Cramer, who has consistently described himself as a “fair trader,” not a “free trader,” appeared on CNN’s OutFront with Erin Burnett to break down the fallout from what Trump has branded “Liberation Day”—a sweeping trade offensive that sent markets tumbling and raised tariffs on countries like Vietnam and Cambodia to as high as 49%.
“I feel like a sucker tonight because I am not a free trader… But they screwed it up,” Cramer said.
“They did it in a totally ill-advised way. And I was very let down.”
A Personal Miss for Cramer
Cramer had previously been cautiously optimistic about Trump’s tariff philosophy, saying he believed in matching tariffs as a way to rebalance unfair trade. But Wednesday’s erratic and maximalist rollout left even this longtime skeptic of free trade bewildered.
“What I was hoping was that it would be coordinated. You charge us 20%, we charge you 20%. Not this mess,” he said.
Instead, the White House unleashed a barrage of tariffs, including double-digit levies on key U.S. allies, with little clarity on how the percentages were calculated.
Even Cramer’s own CNBC colleague, Steve Liesman, said Trump “straight up lied” about his promise to keep tariffs symmetrical—undermining the administration’s core argument that the new plan was about fairness.
“Liberation Day” Fallout
Cramer’s comments come on the heels of one of the market’s worst two-day stretches in years. The Dow Jones Industrial Average fell over 1,700 points, while the S&P 500 dropped nearly 10% in just 48 hours. Experts blamed the shock of a new 25% tariff on all foreign cars, the dismantling of the de minimis import exemption, and confusing reciprocal rates that hit dozens of countries without warning.
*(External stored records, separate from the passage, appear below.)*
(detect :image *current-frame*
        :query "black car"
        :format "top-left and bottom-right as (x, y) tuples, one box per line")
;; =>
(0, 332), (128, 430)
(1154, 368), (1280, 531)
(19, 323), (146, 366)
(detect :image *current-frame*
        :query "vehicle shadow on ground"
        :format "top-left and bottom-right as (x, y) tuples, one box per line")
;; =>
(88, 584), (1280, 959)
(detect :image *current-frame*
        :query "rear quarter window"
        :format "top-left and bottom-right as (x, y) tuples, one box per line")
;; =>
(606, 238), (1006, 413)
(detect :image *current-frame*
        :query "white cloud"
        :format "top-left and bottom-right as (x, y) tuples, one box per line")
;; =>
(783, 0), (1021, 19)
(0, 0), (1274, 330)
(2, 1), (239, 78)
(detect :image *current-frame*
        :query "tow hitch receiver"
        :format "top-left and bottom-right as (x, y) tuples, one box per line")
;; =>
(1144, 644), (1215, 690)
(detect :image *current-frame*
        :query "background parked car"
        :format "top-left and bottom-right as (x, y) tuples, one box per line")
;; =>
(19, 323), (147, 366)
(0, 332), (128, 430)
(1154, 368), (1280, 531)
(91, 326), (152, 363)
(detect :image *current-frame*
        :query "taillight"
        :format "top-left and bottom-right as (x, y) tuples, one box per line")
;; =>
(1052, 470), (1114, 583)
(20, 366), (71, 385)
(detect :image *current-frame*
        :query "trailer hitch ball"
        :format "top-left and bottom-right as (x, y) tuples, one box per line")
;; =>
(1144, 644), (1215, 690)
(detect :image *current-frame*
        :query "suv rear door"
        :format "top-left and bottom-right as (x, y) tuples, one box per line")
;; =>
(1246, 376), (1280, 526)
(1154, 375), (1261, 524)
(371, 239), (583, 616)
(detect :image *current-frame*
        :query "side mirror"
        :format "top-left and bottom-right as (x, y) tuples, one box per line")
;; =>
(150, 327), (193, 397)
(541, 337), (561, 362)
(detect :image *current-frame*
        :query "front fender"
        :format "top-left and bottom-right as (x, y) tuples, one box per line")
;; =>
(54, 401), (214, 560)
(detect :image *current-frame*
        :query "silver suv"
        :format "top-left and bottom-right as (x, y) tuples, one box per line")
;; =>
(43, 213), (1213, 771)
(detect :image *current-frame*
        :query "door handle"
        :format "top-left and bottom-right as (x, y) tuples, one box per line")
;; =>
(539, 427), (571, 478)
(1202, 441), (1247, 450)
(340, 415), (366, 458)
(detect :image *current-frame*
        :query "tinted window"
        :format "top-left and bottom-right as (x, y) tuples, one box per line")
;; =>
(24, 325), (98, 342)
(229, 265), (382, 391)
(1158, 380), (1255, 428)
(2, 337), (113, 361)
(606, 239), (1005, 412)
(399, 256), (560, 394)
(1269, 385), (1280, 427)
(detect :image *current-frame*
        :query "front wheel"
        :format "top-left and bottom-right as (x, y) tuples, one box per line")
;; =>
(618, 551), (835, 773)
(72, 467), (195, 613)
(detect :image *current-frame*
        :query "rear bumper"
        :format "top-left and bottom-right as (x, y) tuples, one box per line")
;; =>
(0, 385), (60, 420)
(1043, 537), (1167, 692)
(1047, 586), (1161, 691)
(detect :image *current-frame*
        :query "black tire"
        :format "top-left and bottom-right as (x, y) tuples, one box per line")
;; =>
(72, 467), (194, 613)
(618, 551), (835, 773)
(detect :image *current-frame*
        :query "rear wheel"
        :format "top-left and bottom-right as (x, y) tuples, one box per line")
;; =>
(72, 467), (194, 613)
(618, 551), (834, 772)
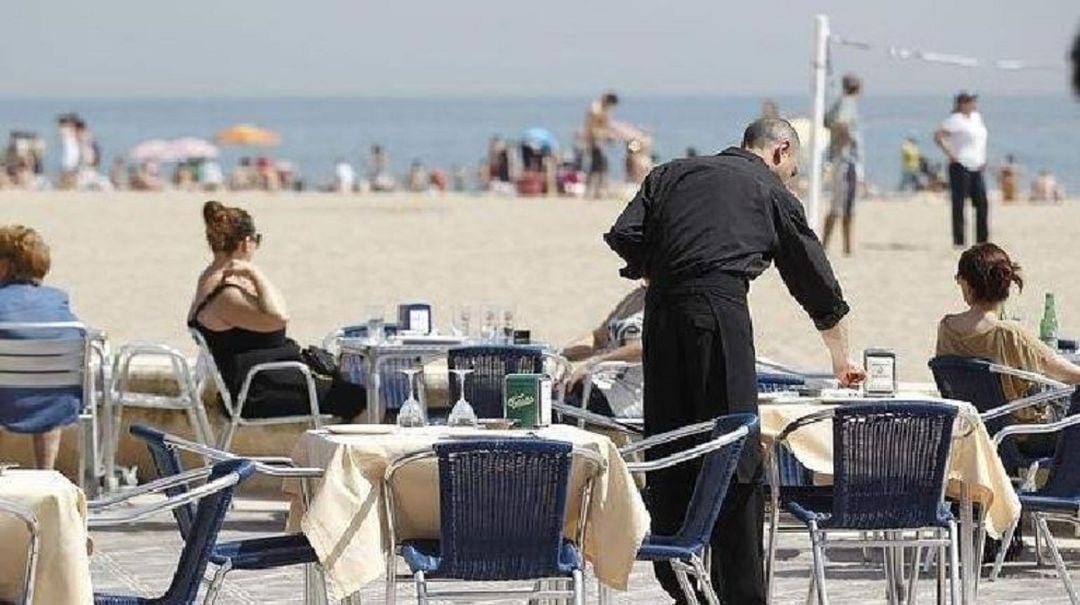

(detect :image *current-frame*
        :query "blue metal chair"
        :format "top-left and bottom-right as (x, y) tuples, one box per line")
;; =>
(930, 355), (1073, 475)
(383, 438), (605, 604)
(89, 458), (255, 605)
(990, 393), (1080, 601)
(613, 414), (758, 605)
(118, 424), (327, 605)
(447, 345), (545, 419)
(767, 402), (962, 605)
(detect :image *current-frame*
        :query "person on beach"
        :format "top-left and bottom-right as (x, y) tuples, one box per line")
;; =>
(560, 285), (645, 420)
(1030, 170), (1065, 203)
(936, 243), (1080, 459)
(334, 158), (356, 193)
(934, 91), (989, 247)
(899, 136), (922, 192)
(187, 201), (365, 421)
(997, 154), (1018, 202)
(57, 114), (80, 190)
(369, 145), (395, 192)
(822, 74), (862, 256)
(0, 225), (82, 470)
(606, 117), (865, 604)
(584, 92), (619, 199)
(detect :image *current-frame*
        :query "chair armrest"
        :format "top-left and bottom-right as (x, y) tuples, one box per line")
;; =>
(88, 466), (214, 510)
(88, 470), (242, 527)
(625, 425), (749, 473)
(157, 432), (325, 479)
(993, 413), (1080, 446)
(618, 420), (716, 457)
(551, 402), (643, 435)
(987, 363), (1071, 390)
(234, 361), (321, 419)
(980, 387), (1077, 422)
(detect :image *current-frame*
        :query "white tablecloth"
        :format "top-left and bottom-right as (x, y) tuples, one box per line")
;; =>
(0, 470), (93, 604)
(286, 424), (649, 599)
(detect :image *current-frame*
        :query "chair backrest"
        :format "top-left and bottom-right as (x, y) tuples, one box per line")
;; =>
(433, 438), (574, 580)
(829, 402), (957, 530)
(1039, 393), (1080, 498)
(670, 414), (757, 548)
(0, 322), (88, 394)
(158, 458), (253, 605)
(0, 498), (39, 605)
(190, 328), (233, 410)
(448, 346), (543, 418)
(129, 424), (197, 539)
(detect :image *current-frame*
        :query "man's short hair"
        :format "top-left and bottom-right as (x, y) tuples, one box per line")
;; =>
(741, 117), (800, 150)
(602, 92), (619, 106)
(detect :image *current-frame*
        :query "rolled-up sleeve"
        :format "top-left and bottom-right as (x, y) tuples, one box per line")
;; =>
(604, 167), (661, 279)
(771, 190), (850, 330)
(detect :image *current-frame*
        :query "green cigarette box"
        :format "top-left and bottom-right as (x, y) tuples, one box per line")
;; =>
(503, 373), (552, 428)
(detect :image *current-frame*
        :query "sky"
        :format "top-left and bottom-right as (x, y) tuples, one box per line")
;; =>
(2, 1), (1076, 97)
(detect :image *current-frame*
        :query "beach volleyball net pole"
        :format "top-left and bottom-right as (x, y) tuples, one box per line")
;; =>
(805, 14), (1062, 233)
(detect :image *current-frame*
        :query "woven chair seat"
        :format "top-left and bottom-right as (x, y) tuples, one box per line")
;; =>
(211, 533), (318, 570)
(400, 538), (582, 578)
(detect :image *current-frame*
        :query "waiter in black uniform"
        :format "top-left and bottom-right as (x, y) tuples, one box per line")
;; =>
(605, 118), (865, 604)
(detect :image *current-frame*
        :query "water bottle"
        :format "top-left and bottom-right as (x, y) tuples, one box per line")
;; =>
(1040, 292), (1059, 348)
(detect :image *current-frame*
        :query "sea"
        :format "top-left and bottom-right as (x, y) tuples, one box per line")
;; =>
(0, 95), (1076, 193)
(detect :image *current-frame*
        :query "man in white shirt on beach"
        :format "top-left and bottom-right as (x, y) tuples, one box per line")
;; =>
(935, 91), (989, 247)
(334, 158), (356, 193)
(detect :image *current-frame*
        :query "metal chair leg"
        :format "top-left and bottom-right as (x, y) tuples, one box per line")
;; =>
(766, 493), (781, 604)
(203, 562), (231, 605)
(948, 521), (961, 605)
(691, 555), (720, 605)
(385, 553), (397, 605)
(572, 569), (585, 605)
(414, 571), (428, 605)
(937, 539), (947, 605)
(1037, 514), (1080, 603)
(673, 561), (701, 605)
(989, 516), (1020, 581)
(809, 523), (829, 605)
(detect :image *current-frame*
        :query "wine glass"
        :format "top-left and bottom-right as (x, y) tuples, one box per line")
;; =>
(447, 368), (478, 427)
(396, 368), (426, 427)
(480, 307), (499, 343)
(451, 305), (472, 338)
(501, 307), (516, 344)
(365, 305), (385, 344)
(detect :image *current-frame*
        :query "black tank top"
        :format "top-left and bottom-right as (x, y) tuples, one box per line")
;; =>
(188, 281), (287, 388)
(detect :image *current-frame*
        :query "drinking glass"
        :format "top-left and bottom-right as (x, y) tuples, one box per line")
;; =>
(480, 307), (499, 343)
(447, 368), (478, 427)
(501, 307), (516, 344)
(365, 305), (385, 344)
(451, 305), (472, 338)
(396, 368), (426, 427)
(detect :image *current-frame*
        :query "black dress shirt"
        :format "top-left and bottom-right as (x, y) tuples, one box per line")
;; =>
(605, 147), (850, 331)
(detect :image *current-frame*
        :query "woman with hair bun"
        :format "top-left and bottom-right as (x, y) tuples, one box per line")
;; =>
(187, 201), (364, 421)
(0, 225), (82, 469)
(937, 243), (1080, 452)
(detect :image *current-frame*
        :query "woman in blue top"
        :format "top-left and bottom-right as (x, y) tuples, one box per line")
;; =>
(0, 225), (81, 470)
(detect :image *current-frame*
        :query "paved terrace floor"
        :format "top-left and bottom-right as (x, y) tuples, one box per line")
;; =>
(89, 497), (1075, 604)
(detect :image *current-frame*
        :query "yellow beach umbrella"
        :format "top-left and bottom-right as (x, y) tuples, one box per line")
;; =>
(215, 124), (281, 146)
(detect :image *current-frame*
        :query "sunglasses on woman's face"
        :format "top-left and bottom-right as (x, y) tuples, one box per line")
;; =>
(251, 233), (263, 246)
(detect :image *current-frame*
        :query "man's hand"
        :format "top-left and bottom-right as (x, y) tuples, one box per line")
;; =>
(833, 358), (866, 388)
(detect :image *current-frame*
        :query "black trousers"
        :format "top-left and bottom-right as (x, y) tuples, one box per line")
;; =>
(643, 280), (764, 605)
(948, 162), (989, 246)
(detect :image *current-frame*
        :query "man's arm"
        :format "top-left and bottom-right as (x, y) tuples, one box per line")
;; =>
(604, 166), (661, 279)
(771, 190), (865, 386)
(933, 127), (957, 163)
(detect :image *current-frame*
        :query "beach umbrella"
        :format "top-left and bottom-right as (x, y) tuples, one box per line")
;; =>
(171, 137), (219, 159)
(215, 124), (281, 146)
(522, 127), (560, 151)
(129, 139), (174, 162)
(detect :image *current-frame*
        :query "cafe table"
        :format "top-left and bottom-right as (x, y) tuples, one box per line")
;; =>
(0, 469), (94, 604)
(759, 391), (1021, 604)
(285, 423), (650, 602)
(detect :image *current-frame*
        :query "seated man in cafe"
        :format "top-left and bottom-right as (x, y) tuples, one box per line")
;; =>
(0, 225), (82, 470)
(560, 284), (645, 419)
(936, 242), (1080, 460)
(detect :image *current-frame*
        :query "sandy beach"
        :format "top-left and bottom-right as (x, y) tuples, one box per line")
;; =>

“I really believed in it,” Cramer said. “And what they came up with? Jeez, come on! Have some gumption. Have some math.”
He also admitted the day’s economic chaos undermined what he had said earlier during his own show, where he’d tried to remain optimistic.
“I’m going Mr. Brightside,” he said on Mad Money. “We’ve been talking about how horrible these tariffs would be for ages.”
The Disconnect Between Talk and Policy
The disconnect between Trump’s promises and the actual rollout has left many policy analysts baffled. Cramer’s frustration reflects a broader market concern that “Liberation Day” is less about economic logic and more about political theater.
From tariffs on penguin-inhabited islands to haphazard enforcement timelines, critics say the plan lacks structure, clarity, and coherence—the very things Cramer hoped it would bring.
“I was just as tough, if not tougher, than his people,” Cramer emphasized. “But this? This isn’t what we were promised.”
What’s Next?
With inflation risks rising and major banks like JPMorgan and Morgan Stanley walking back rate-cut expectations, even former Trump allies in the finance world are flashing red.
Cramer’s disillusionment is likely to resonate with conservative investors and traders who had hoped Trump’s tariffs would finally give U.S. workers the edge.
But as Cramer summed it up:
“This is what they came up with? Jeez, come on.”